Depuis l’échouement du Torrey Canyon en 1967, la Bretagne est victime d’une succession de marées noires. Le 16 mars 1978, le supertanker Amoco Cadiz fait naufrage au large de Ploudalmézeau. Plus de 220 000 tonnes de fuel se répandent sur les côtes léonardes. L’ampleur du désastre, sans précédent, crée un choc au sein de la population. D’autant plus que la réaction du gouvernement (le plan Polmar) se révèle inefficace.
Conscience écologiste
Dès le 17 mars, une manifestation improvisée réunit quatre cents personnes. C’est le début d’une longue série d’une vingtaine de manifestations en quinze jours, qui réunissent plus de 50 000 personnes dans le seul Finistère. Une dizaine de Comités anti-marée noire se créent, souvent dans la mouvance antinucléaire, ce dont témoigne le succès du slogan « Mazoutés aujourd’hui, radioactifs demain ». En effet, une lutte antinucléaire très active était alors menée non loin du site du naufrage, à Ploumoguer. Quelques mois plus tard d’ailleurs, le site de Ploumoguer est abandonné au profit de celui de Plogoff.

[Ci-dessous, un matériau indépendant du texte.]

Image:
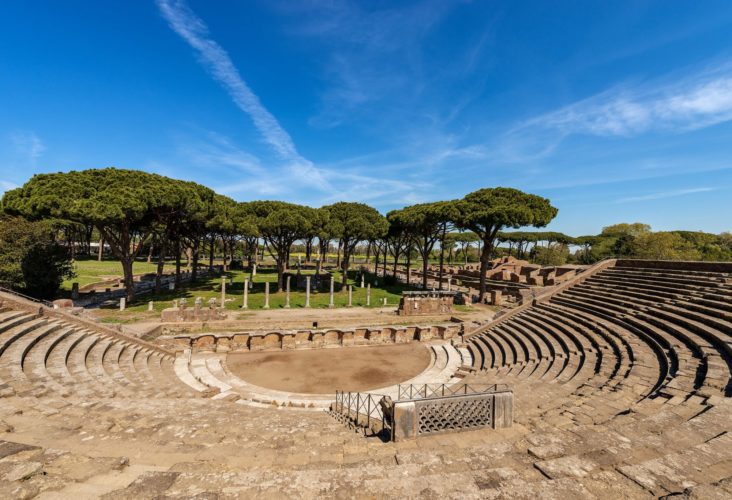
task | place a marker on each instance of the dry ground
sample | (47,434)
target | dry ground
(323,371)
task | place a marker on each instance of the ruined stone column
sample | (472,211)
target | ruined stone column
(287,294)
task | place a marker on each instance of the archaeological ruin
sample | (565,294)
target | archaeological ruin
(616,381)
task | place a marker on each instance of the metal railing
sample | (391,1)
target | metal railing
(27,297)
(360,409)
(424,391)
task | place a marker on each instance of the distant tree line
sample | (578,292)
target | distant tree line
(133,211)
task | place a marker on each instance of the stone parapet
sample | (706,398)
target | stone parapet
(309,339)
(439,415)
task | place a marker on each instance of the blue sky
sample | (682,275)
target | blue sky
(616,111)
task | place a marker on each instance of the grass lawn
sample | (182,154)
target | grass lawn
(211,288)
(92,271)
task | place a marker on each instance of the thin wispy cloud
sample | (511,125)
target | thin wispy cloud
(216,60)
(27,145)
(690,103)
(6,186)
(665,194)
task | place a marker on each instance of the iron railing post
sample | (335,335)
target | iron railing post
(368,412)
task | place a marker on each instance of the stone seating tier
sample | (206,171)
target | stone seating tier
(621,383)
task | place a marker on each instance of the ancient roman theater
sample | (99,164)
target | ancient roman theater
(614,383)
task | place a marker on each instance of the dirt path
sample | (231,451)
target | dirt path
(323,371)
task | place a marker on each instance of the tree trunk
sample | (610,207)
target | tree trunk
(161,265)
(344,264)
(442,260)
(177,264)
(129,281)
(484,259)
(308,249)
(280,272)
(196,245)
(376,261)
(189,258)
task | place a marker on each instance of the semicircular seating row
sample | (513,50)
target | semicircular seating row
(51,363)
(644,353)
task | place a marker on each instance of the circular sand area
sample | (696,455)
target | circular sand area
(323,371)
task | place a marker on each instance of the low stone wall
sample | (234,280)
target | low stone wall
(420,305)
(308,339)
(680,265)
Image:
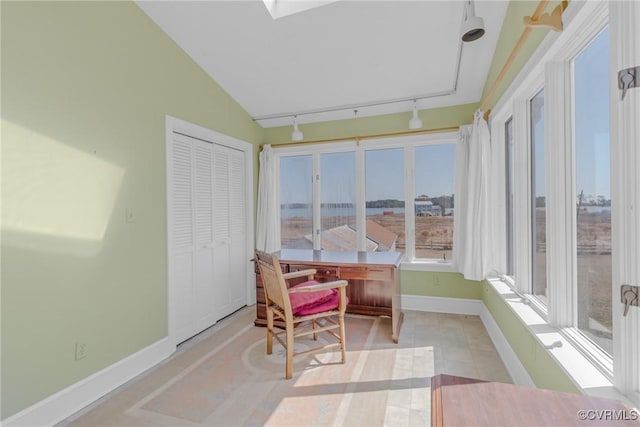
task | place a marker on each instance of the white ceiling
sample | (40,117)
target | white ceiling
(323,63)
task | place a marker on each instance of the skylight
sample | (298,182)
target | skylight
(282,8)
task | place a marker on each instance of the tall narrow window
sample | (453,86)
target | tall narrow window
(338,202)
(384,195)
(538,192)
(593,190)
(434,200)
(296,202)
(509,183)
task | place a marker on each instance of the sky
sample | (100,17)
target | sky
(435,164)
(384,175)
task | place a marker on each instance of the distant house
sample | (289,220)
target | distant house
(424,207)
(343,238)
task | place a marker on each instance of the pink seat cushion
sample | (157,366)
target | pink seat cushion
(305,303)
(330,304)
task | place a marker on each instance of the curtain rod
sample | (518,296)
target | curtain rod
(512,56)
(358,138)
(483,105)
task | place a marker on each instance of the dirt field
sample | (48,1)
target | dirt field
(434,239)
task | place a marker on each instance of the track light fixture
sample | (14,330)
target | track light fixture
(415,122)
(473,26)
(296,135)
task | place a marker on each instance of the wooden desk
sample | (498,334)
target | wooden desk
(459,401)
(374,280)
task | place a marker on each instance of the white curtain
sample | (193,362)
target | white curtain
(472,248)
(268,230)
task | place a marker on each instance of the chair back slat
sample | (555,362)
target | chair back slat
(275,287)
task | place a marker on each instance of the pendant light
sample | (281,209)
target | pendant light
(296,135)
(473,26)
(415,122)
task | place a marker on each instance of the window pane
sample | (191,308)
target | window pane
(539,200)
(434,201)
(594,192)
(384,195)
(296,199)
(508,138)
(338,202)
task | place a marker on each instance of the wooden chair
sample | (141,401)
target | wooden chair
(301,307)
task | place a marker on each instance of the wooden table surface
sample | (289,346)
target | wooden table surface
(459,401)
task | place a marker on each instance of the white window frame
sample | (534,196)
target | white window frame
(551,66)
(407,143)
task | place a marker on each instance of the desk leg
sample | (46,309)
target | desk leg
(396,323)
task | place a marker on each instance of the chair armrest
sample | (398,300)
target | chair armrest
(320,286)
(309,272)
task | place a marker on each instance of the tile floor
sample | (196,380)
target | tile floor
(429,344)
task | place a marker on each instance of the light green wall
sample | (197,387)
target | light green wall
(85,90)
(447,285)
(542,368)
(433,118)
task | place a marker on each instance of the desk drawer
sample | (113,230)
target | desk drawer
(323,273)
(365,273)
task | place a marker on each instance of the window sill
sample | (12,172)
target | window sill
(428,265)
(585,374)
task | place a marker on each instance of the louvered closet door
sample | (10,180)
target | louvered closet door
(192,260)
(181,238)
(229,228)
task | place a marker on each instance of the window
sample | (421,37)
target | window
(385,210)
(384,195)
(337,202)
(296,202)
(434,182)
(590,165)
(538,192)
(509,186)
(593,190)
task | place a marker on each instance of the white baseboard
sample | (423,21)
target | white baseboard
(74,398)
(442,305)
(518,373)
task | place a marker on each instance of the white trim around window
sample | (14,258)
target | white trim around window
(550,67)
(407,143)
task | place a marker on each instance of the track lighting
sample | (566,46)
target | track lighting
(415,122)
(296,135)
(473,26)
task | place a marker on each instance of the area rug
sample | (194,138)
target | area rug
(237,383)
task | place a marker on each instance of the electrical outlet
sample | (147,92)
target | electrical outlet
(81,350)
(130,216)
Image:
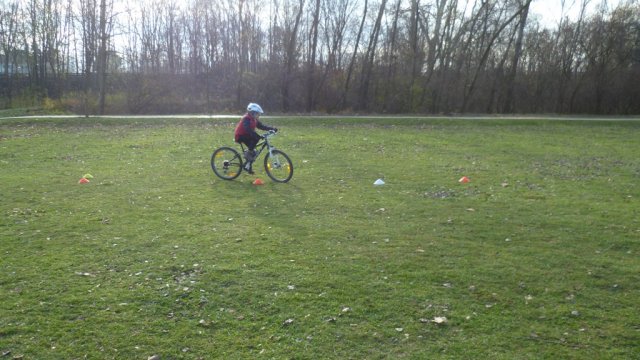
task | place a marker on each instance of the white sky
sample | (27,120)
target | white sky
(550,12)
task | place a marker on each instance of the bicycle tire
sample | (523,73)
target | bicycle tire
(278,166)
(226,163)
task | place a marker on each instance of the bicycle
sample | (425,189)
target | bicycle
(227,163)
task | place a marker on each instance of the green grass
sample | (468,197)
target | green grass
(536,257)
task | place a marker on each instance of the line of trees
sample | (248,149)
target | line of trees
(382,56)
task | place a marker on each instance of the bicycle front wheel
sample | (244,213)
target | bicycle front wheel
(226,162)
(278,166)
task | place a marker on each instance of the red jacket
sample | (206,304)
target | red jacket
(248,126)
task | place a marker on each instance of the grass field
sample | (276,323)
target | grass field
(535,258)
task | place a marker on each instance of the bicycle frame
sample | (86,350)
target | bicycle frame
(264,143)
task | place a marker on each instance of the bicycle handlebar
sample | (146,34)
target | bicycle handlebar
(269,133)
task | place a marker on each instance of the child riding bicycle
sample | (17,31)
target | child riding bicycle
(245,132)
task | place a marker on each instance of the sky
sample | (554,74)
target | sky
(550,11)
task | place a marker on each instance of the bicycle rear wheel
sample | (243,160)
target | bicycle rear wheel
(278,166)
(226,162)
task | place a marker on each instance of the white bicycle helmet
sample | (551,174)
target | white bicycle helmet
(253,107)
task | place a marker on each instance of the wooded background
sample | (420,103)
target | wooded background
(318,56)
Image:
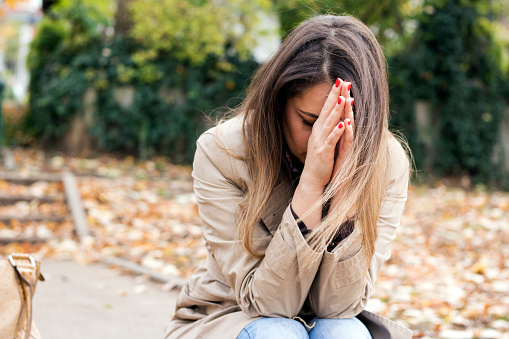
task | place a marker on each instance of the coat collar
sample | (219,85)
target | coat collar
(278,202)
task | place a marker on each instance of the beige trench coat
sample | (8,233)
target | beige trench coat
(231,289)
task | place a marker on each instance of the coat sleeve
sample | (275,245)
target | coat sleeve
(278,284)
(338,291)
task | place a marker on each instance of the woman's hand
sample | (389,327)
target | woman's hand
(323,141)
(346,141)
(323,151)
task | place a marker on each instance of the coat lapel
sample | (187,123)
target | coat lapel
(276,205)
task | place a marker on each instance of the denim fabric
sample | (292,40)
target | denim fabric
(282,328)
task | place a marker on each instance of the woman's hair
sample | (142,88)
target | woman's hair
(320,50)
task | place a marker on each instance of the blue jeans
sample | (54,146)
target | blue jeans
(283,328)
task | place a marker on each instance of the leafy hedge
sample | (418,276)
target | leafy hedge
(71,54)
(450,61)
(450,64)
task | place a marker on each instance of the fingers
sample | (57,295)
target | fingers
(331,100)
(334,117)
(345,89)
(346,143)
(348,111)
(334,136)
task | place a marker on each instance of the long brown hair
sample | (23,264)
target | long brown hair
(318,51)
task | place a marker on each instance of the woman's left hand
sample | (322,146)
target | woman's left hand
(345,143)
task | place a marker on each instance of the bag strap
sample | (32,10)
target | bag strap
(27,271)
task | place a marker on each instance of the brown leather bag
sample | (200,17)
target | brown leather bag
(18,277)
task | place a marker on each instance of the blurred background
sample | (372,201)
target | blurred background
(116,93)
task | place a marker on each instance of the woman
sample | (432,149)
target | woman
(300,194)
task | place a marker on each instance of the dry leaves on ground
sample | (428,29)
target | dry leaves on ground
(448,275)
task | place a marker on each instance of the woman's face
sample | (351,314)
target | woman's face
(300,113)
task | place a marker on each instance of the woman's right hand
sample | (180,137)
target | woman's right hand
(326,133)
(321,153)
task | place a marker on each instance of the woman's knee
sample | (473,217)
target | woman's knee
(351,328)
(274,328)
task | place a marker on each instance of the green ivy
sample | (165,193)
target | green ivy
(71,55)
(448,64)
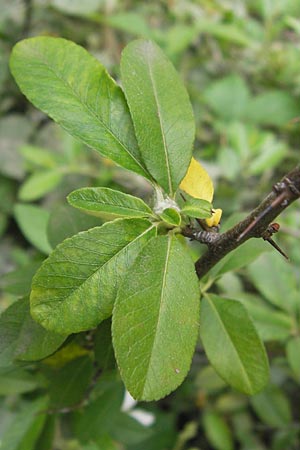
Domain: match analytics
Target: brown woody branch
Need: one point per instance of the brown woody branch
(255, 224)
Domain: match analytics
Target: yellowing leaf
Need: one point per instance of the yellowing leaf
(197, 182)
(214, 220)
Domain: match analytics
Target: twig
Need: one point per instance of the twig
(255, 224)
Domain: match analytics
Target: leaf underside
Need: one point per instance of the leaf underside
(156, 319)
(75, 288)
(161, 112)
(74, 89)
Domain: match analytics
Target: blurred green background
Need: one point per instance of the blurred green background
(240, 61)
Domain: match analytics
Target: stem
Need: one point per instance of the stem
(255, 224)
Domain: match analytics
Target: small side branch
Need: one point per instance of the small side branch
(254, 225)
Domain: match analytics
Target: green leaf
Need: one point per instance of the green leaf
(293, 352)
(273, 108)
(28, 415)
(272, 407)
(38, 157)
(228, 97)
(195, 207)
(108, 203)
(22, 338)
(39, 184)
(75, 288)
(271, 324)
(275, 280)
(18, 282)
(97, 418)
(217, 431)
(161, 112)
(74, 89)
(12, 164)
(232, 344)
(171, 216)
(68, 384)
(33, 223)
(103, 349)
(65, 221)
(14, 381)
(155, 319)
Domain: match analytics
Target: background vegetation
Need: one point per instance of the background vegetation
(240, 62)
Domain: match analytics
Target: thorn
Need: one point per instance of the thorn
(273, 243)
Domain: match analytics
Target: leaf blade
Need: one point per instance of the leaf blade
(108, 203)
(232, 344)
(155, 327)
(156, 112)
(75, 287)
(74, 89)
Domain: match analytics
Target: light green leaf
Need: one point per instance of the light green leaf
(195, 207)
(22, 338)
(108, 203)
(75, 288)
(33, 223)
(39, 184)
(293, 355)
(232, 344)
(73, 88)
(161, 112)
(171, 216)
(155, 319)
(66, 221)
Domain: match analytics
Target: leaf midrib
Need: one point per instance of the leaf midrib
(159, 113)
(89, 110)
(214, 309)
(163, 285)
(101, 267)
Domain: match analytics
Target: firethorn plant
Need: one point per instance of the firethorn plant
(136, 267)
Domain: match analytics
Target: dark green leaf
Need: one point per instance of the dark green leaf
(155, 319)
(97, 418)
(272, 407)
(232, 344)
(217, 431)
(25, 421)
(14, 381)
(39, 184)
(161, 112)
(228, 97)
(104, 352)
(75, 288)
(33, 223)
(65, 221)
(65, 81)
(293, 355)
(68, 384)
(22, 338)
(108, 203)
(275, 280)
(18, 282)
(273, 108)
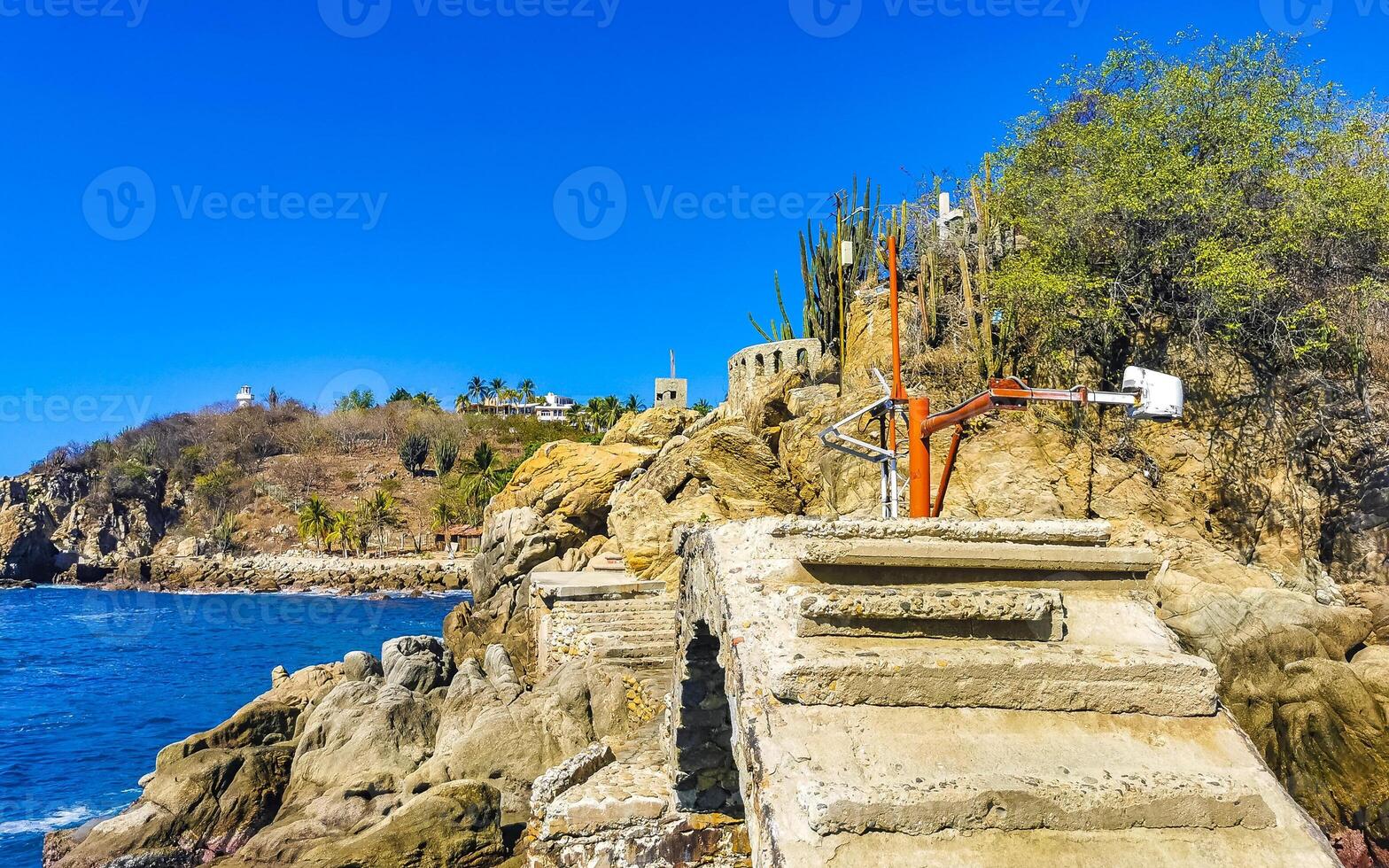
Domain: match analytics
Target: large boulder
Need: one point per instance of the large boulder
(723, 474)
(452, 825)
(555, 501)
(418, 663)
(652, 428)
(212, 792)
(1295, 677)
(492, 731)
(26, 549)
(193, 810)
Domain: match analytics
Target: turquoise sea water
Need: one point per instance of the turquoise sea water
(92, 685)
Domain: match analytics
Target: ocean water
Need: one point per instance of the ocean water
(93, 684)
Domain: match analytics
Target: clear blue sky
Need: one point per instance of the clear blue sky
(471, 119)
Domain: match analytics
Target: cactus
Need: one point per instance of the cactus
(777, 330)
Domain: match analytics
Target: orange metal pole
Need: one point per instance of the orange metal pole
(919, 457)
(897, 391)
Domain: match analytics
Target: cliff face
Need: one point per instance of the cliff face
(1267, 506)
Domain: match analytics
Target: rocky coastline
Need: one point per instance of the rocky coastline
(271, 574)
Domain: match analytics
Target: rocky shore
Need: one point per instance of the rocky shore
(271, 574)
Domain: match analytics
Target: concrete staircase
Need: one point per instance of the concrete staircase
(609, 616)
(927, 694)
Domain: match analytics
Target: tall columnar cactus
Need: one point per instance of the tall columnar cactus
(831, 283)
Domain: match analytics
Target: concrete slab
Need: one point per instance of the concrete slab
(974, 531)
(1002, 557)
(1082, 802)
(932, 613)
(870, 750)
(582, 585)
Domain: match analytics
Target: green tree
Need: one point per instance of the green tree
(446, 454)
(357, 399)
(478, 389)
(379, 511)
(482, 476)
(345, 531)
(1218, 193)
(217, 489)
(224, 535)
(415, 452)
(315, 521)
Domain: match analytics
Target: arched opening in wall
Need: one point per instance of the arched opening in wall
(706, 777)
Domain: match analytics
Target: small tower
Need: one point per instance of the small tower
(671, 391)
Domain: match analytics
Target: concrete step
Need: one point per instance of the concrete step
(633, 650)
(604, 620)
(931, 611)
(1082, 800)
(963, 674)
(628, 606)
(929, 562)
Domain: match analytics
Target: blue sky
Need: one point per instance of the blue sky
(312, 196)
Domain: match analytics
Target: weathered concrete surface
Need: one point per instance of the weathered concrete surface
(931, 613)
(1103, 748)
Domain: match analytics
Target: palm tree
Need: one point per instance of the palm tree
(315, 520)
(442, 517)
(477, 389)
(611, 410)
(345, 530)
(379, 511)
(482, 476)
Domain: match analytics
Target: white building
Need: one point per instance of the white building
(555, 408)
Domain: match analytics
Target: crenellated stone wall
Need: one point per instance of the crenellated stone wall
(764, 360)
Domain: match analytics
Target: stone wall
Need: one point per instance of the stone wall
(767, 360)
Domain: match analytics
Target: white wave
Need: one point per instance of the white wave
(58, 819)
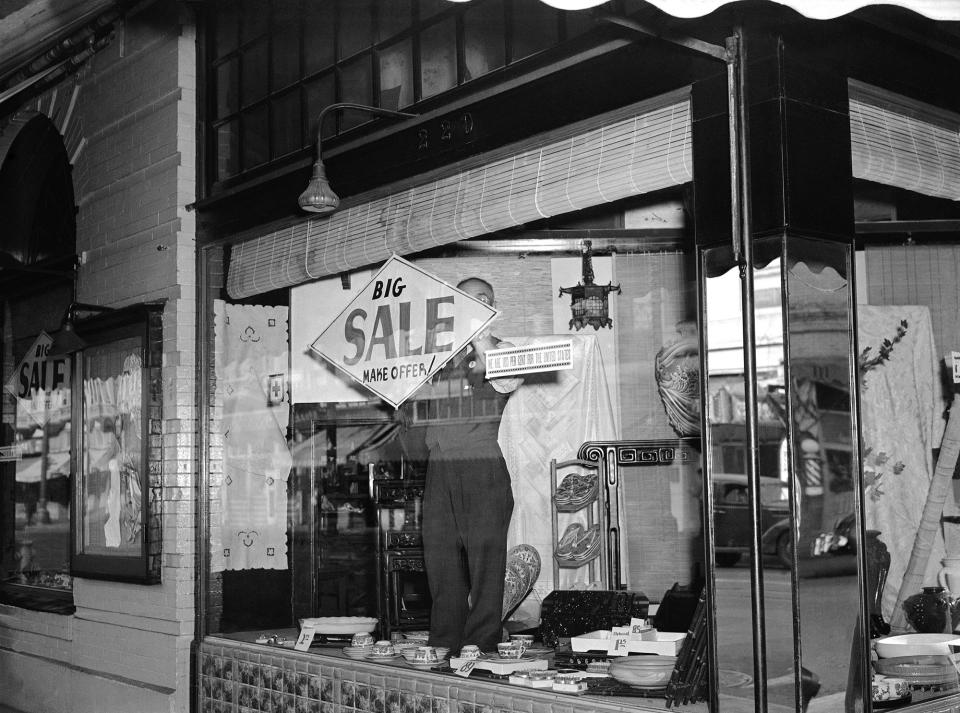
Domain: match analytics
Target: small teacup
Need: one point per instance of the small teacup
(425, 654)
(511, 650)
(889, 689)
(383, 648)
(363, 639)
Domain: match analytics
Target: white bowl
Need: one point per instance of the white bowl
(915, 645)
(341, 624)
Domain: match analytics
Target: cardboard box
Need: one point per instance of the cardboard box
(667, 643)
(502, 667)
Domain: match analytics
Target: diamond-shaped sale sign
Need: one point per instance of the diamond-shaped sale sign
(401, 329)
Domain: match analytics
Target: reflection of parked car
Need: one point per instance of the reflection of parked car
(732, 533)
(731, 519)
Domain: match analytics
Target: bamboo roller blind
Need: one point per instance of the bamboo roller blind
(635, 150)
(899, 142)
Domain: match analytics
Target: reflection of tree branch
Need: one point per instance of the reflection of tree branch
(868, 362)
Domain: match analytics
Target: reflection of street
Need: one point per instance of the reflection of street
(829, 605)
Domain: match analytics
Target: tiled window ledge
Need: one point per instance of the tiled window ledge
(240, 677)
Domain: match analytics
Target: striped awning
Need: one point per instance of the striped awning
(635, 150)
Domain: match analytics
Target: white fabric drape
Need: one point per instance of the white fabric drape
(902, 417)
(251, 347)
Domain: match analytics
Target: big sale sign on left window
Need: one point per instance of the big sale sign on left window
(400, 330)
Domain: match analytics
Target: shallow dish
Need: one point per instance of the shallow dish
(427, 664)
(919, 670)
(643, 671)
(916, 645)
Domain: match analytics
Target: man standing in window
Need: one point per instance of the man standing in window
(468, 499)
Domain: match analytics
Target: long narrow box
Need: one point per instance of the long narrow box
(667, 643)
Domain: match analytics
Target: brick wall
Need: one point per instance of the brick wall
(128, 121)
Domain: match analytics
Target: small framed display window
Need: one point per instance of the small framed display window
(117, 446)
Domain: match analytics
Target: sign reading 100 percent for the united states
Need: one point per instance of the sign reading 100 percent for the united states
(402, 327)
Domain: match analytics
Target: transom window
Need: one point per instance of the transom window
(274, 66)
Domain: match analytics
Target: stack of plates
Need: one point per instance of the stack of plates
(644, 672)
(358, 652)
(919, 670)
(575, 491)
(578, 544)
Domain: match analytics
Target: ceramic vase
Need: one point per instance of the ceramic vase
(931, 611)
(949, 575)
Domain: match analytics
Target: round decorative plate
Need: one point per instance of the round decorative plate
(427, 664)
(341, 624)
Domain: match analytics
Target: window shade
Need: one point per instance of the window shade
(899, 142)
(635, 150)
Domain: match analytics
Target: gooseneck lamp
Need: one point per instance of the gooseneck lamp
(589, 303)
(319, 197)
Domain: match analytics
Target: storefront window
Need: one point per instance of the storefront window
(37, 445)
(330, 492)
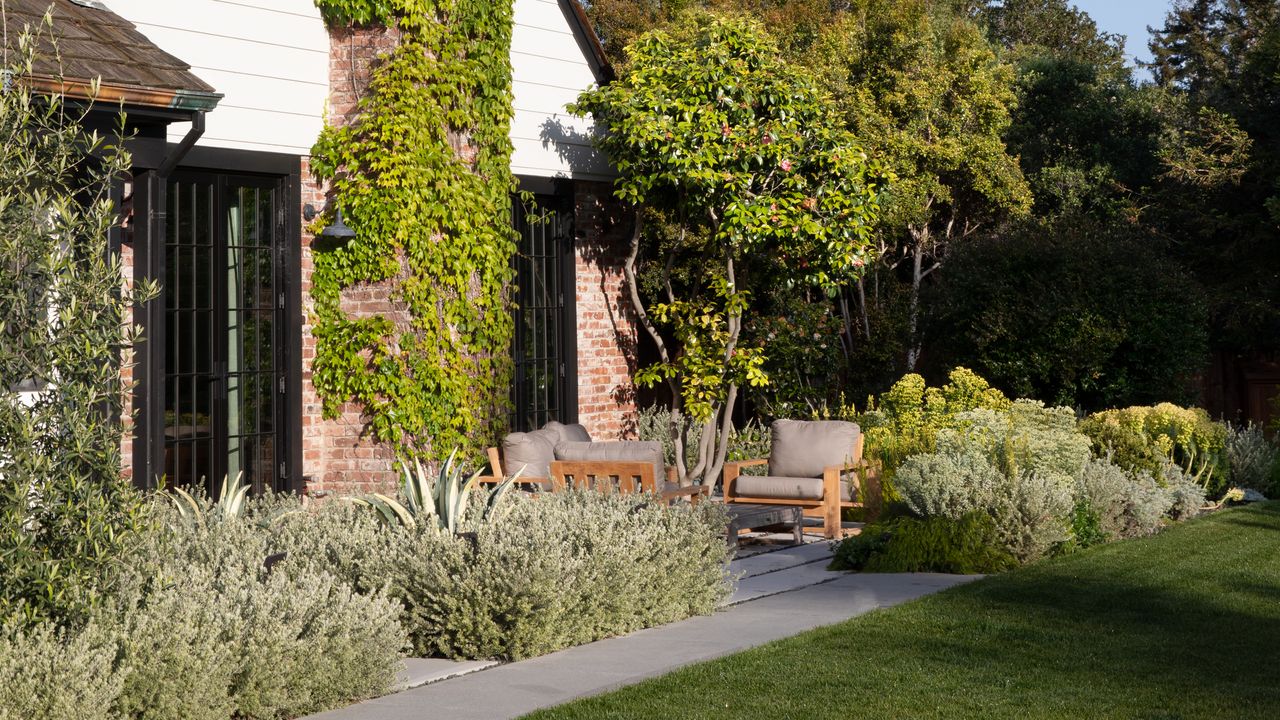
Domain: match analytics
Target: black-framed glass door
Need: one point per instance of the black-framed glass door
(224, 332)
(544, 370)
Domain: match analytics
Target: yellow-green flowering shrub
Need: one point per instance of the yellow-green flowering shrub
(1150, 437)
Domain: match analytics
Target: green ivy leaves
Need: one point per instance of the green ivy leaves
(433, 228)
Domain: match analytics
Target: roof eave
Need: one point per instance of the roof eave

Les communiqués et les manifestations témoignent du fait que la marée noire n’est plus attribuée à la fatalité, mais bien à un problème politique : « pavillon de complaisance », « course au gigantisme » et « croissance à tout prix » sont abondamment dénoncés. Les réactions à la marée noire révèlent l’émergence d’une conscience écologiste au sein de la population.
Saga judiciaire
Dès le printemps 1978, les élus bretons se réunissent en Comités de coordination et de vigilance, l’un dans le Finistère, l’autre dans les Côtes-du-Nord. Conjointement avec des associations environnementales et des professionnels du littoral, ils décident de se porter partie civile et d’entamer une action en justice à Chicago contre le groupe Amoco (à l’époque Standard Oil of Indiana). C’est le début d’une longue saga judiciaire.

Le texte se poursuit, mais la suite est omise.